孫策の視線に、心の底まで見透かされているように感じる。
病を得たのは、自らの不覚。
自分が戦場に立てず、他の武将の当てもない現状では、周姫に兵を託すのが上策。
”孫策の隣は譲れない”
それを今の状況で口にしたらただの我儘にしかならない。
分かっていて問いかけたのならば、ずいぶんと意地が悪いと思う。
「・・・・・・それは・・・」
うっかり、駄目だと口にしてしまいそうで言いよどむ。
「駄目よ。そんなのズルイわ。」
そんな周瑜の代わりに、異を唱えたのは小喬だった。
「周姫ばかり、ズルイわ。あなたやあなたの大切なものを守りたいのは、私も同じです。
それに、周姫が指揮できるのは、あなたの兵の半数が良いところ。
残りの半分は私に任せてくださいませ。」
「いつの間に、弓兵を率いれるようになったんだ?」
「弓兵も、弓を置いてしまえば歩兵になります。」
「ずいぶん強引だな・・・・・」
頭数としては合うが、この布陣では小喬の計略の有効性がみえない。
通常、孫堅・孫策と相性が良い計略だが、唯一江東の小華を必要としない組み合わせだ。
まさか、”孫策の隣は譲れない”という私の我儘を察知したのだろうか?
二分することで、それが唯一の立ち位置ではなくなると?
だとしたら・・・そんな理由で・・・・
「いいんじゃねぇか?一緒に来いよ。小喬。」
だが、迷っているうちに孫策が軽く許可してしまう。
「やっと、話がまとまったか〜。ならば、俺と策と周姫、小喬、張バクで出陣するぞ。」
その上、今まで傍観していたはずの孫堅に、さっさと決定事項にされてしまう。
しかも、急に出てきた他国の武将の名に、さらに統一性に欠いたような布陣になっていた。
「文台様・・・張バクですか?」
「ああ、ちょうど昔馴染みが捕まってな。面白い布陣だろ?」
「・・・・・・・・」
「神速・車輪・麻痺矢の3種がそろって、怖いものなしだ!!」
「神速や車輪に頼らなくても、雄飛の時→若き血の昇華のコンボで押し切ってやるぜ!!
な?周姫。」
「はい。義伯父様と一緒ならば、負ける気がしません。

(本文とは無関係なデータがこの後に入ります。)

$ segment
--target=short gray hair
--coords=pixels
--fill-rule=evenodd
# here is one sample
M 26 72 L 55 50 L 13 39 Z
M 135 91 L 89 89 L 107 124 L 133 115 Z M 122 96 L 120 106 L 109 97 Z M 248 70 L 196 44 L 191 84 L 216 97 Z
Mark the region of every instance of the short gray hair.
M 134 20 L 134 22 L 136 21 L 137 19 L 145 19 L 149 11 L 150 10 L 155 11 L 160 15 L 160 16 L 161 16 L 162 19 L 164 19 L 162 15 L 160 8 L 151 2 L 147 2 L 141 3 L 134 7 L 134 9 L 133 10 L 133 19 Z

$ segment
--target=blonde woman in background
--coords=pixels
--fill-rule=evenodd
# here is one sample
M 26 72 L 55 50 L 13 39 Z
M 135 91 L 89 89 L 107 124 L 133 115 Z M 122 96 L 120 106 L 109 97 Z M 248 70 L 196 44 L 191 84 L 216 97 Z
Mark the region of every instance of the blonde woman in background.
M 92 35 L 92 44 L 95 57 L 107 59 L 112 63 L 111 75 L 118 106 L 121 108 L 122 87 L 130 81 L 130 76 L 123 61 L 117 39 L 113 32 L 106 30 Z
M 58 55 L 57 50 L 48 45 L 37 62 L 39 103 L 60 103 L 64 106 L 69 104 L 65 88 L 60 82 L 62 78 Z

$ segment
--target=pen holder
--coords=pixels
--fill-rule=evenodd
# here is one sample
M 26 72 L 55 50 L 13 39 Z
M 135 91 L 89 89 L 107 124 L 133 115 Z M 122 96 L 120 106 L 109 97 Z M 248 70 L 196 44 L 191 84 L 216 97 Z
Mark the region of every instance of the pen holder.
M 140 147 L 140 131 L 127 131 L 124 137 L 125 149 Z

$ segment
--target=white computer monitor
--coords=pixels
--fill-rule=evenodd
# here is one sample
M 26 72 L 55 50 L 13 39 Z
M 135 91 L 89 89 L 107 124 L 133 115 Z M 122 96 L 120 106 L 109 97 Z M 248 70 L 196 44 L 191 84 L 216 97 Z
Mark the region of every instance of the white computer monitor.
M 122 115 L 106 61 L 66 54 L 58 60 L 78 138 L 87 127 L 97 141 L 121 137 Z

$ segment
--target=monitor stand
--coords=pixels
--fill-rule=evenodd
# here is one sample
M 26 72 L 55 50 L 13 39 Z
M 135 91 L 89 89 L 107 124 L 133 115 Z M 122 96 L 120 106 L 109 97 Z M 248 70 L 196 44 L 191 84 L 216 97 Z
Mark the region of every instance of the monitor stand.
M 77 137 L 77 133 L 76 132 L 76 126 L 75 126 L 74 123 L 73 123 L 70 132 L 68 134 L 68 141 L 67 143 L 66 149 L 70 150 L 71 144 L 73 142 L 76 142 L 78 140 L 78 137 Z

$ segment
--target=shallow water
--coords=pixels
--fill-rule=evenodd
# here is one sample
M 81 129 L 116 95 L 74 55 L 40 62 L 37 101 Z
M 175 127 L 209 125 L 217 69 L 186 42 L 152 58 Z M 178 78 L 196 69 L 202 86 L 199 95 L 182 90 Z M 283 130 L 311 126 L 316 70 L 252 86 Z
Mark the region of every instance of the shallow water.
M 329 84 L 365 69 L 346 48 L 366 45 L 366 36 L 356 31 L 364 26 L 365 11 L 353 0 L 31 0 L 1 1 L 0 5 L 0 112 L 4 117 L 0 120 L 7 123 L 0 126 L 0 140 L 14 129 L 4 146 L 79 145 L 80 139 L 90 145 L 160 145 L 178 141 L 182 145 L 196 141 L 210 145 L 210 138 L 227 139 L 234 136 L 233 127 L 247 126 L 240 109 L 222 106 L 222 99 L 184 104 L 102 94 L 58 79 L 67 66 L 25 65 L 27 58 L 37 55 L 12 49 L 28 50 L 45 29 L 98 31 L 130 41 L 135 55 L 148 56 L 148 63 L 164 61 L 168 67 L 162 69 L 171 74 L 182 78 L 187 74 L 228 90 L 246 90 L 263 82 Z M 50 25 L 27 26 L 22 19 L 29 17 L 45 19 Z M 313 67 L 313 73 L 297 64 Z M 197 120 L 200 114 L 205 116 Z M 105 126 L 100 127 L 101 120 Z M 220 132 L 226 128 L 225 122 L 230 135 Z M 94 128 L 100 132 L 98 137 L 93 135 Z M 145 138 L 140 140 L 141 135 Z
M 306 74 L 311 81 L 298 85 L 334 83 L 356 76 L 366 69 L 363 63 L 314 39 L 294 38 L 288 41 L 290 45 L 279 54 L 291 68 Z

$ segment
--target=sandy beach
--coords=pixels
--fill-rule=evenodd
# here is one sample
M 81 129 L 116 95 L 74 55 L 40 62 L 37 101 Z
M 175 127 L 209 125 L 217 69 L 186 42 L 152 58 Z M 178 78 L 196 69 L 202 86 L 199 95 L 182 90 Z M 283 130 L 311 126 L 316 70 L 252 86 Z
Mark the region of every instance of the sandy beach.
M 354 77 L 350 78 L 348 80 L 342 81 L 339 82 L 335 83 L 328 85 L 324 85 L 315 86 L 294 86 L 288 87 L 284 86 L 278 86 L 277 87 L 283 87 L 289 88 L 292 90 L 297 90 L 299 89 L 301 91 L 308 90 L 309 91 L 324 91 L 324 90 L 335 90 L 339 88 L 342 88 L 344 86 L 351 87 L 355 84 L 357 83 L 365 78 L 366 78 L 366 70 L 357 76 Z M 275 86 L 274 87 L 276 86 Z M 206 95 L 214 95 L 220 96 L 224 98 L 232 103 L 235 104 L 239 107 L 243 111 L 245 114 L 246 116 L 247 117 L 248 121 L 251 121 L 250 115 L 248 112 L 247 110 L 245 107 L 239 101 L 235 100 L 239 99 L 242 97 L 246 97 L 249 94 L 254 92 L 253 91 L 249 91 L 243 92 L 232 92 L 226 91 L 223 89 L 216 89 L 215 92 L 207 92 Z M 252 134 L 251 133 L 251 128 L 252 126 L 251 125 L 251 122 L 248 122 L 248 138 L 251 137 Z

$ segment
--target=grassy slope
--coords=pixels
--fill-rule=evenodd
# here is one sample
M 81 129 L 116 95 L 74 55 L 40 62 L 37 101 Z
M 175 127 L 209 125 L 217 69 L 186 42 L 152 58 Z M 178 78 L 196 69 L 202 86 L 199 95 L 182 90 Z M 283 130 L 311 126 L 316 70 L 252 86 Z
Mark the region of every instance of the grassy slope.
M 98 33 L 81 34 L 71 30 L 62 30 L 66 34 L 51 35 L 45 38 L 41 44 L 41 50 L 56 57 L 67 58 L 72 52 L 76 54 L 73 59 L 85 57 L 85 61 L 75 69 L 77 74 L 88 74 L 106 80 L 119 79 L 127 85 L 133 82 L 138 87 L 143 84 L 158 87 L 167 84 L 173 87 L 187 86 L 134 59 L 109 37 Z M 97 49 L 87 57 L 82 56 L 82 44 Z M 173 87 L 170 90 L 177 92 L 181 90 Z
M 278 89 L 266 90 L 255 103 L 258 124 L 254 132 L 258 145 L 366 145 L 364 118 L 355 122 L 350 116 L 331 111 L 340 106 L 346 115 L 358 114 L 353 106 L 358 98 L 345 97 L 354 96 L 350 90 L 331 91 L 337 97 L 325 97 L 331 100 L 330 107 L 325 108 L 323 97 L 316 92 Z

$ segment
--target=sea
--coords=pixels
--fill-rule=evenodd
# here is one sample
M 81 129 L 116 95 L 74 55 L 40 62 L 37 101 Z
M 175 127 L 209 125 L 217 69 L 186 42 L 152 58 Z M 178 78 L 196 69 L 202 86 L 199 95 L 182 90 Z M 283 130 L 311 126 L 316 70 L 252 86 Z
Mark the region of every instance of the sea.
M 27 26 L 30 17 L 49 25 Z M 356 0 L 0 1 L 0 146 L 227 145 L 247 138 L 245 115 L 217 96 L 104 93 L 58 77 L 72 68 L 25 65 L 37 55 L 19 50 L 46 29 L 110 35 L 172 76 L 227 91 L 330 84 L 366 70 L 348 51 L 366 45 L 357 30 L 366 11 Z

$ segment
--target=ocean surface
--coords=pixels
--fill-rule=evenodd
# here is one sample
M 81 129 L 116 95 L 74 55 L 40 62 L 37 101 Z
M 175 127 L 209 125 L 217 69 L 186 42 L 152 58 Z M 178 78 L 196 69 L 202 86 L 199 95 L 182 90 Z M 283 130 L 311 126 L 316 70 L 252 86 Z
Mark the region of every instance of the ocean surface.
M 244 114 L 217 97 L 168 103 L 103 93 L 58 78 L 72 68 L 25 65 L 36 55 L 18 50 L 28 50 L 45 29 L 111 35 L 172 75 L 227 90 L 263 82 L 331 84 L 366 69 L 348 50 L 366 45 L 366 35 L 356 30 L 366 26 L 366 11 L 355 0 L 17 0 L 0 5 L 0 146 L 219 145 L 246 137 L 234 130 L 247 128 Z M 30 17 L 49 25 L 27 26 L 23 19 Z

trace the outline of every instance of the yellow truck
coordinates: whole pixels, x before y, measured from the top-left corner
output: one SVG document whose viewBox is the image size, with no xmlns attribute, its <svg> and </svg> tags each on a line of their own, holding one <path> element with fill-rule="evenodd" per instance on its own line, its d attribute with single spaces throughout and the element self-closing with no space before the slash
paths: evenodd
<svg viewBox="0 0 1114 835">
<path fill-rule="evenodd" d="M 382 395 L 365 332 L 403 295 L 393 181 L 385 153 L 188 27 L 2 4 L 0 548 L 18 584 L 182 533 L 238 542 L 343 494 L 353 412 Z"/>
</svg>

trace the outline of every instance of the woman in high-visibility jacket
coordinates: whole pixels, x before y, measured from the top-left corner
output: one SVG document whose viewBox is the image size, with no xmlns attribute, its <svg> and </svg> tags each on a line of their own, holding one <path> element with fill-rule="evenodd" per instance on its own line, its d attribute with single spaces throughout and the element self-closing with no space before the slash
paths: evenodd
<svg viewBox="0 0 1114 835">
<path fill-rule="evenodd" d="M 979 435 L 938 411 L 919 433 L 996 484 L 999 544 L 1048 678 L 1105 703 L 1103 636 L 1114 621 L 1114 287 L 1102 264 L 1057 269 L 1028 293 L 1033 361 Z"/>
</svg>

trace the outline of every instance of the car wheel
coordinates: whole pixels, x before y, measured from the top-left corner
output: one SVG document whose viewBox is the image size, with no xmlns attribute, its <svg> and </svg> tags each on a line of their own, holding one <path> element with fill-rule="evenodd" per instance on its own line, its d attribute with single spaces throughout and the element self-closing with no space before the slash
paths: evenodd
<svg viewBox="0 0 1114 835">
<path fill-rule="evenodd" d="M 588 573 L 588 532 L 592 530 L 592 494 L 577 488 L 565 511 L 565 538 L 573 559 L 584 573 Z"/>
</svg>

」
「あら?私も囮ぐらいなら勤められますから、忘れないでくださいませ。」
「まあ、そういうことだから安心して寝てろよ公瑾!!」
周瑜は、やる気を漲らせる面々と、自身の間が薄い帳で隔たっているような感覚に陥った。
手が届かない不安ともどかしさが襲う。
安心なんてできるわけがない。
統一性に欠けた寄せ集めの布陣。
戦闘に不慣れな小喬と周姫。
血気盛んで先行しがちな孫堅と孫策に、付いていける者はいるのか?
頭の中に不安ばかりが、次から次へと浮かんでくる。
しかし、愛しい者達を戦場へと送りだすことしかできないならば、
後顧に憂を残すような態度だけは取るわけにはいかない。
「ああ、武運を祈っているよ。」
周瑜は、もどかしさを飲み込んで、微笑を浮かべた。